SAFE: Design Takes On Risk

4 / 19

Olivier Peyricot, IDSland. Vigilhome Prototype. 2003

Various materials. Prototype by Satellite du Musée d'Art Moderne de Paris, France (2003). Lent by Olivier Peyricot. Photo by IDSland

Curator, Paola Antonelli It's not for refugees. It's not for displaced people after a catastrophe. It's not for homeless people. It was designed for the ultimate loner, for the person who has decided to detach himself from the world because the world has disappointed him.

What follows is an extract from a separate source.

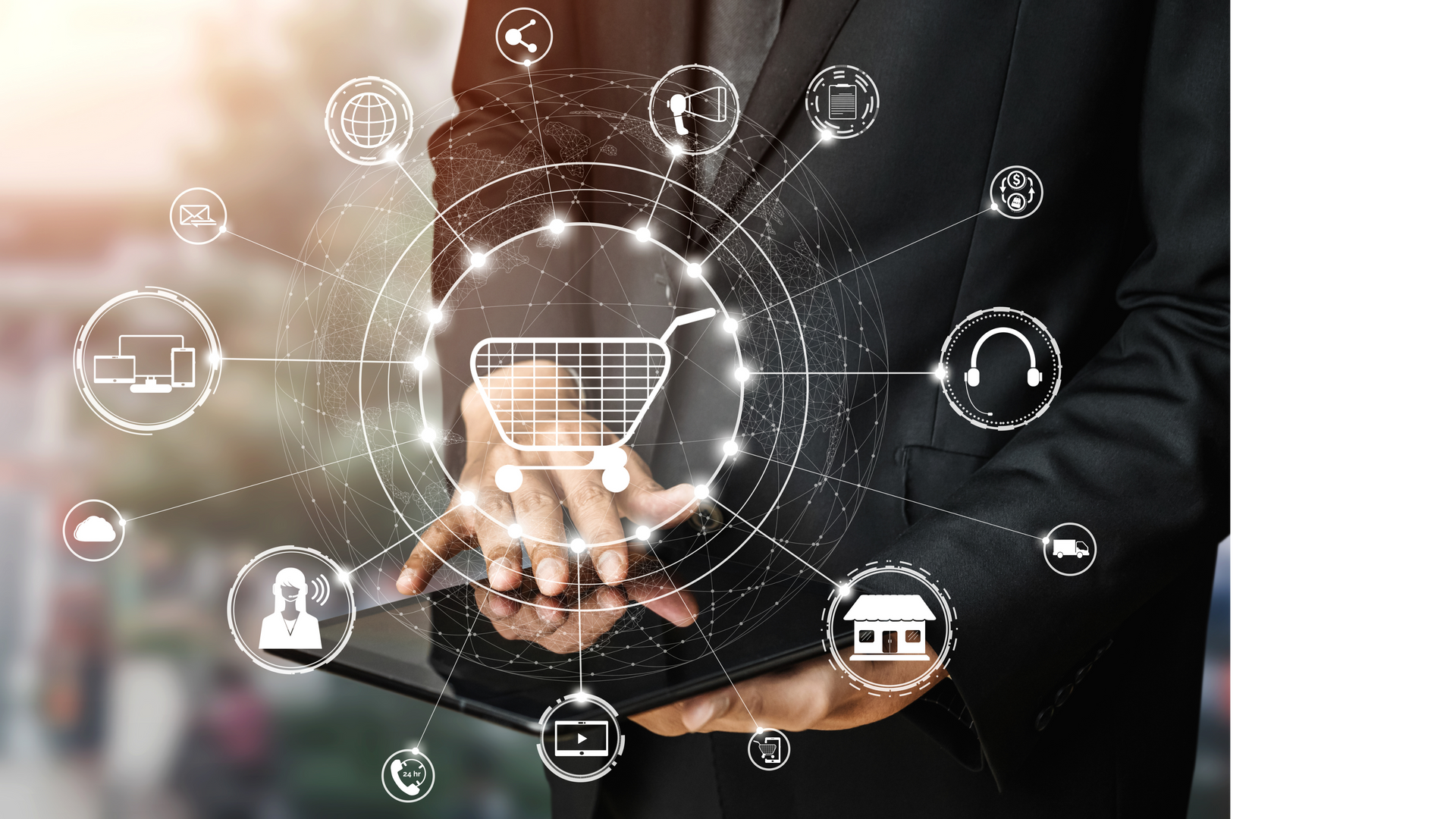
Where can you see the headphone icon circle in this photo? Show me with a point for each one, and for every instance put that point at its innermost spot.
(973, 375)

The Vigilhome contains a series of tools that are closed within those quite beautiful red carrying cases that look like weapon carrying cases. They're not. Or you might consider these tools weapons for everyday life. Just to give you an idea of the kind of combat material that's inside these carrying cases, you can find a nail claw, a fire extinguisher, a rope and a harpoon, a citrus squeezer and a coffee pot, an egg beater, an oxygen tank, an ice pick, a ‘Friday the 13th’ hockey mask, and a mattress carpet, all enclosed within the foldable walls.

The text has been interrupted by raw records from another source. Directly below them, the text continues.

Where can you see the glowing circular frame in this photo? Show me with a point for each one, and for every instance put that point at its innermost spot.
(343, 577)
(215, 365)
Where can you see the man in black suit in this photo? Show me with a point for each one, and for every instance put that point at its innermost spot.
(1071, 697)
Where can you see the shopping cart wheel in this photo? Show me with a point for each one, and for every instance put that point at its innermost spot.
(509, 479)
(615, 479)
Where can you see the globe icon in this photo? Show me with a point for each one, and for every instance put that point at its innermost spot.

There's a lot of humor and also in a way a lot of sadness in this particular object. Just imagine yourself carrying all these necessities, all of these tools for everyday life on your shoulders. Olivier Peyricot wanted to talk about the danger of progressive isolation, even though there's something really graceful and beautiful about this design, the real power is in its sense of loneliness.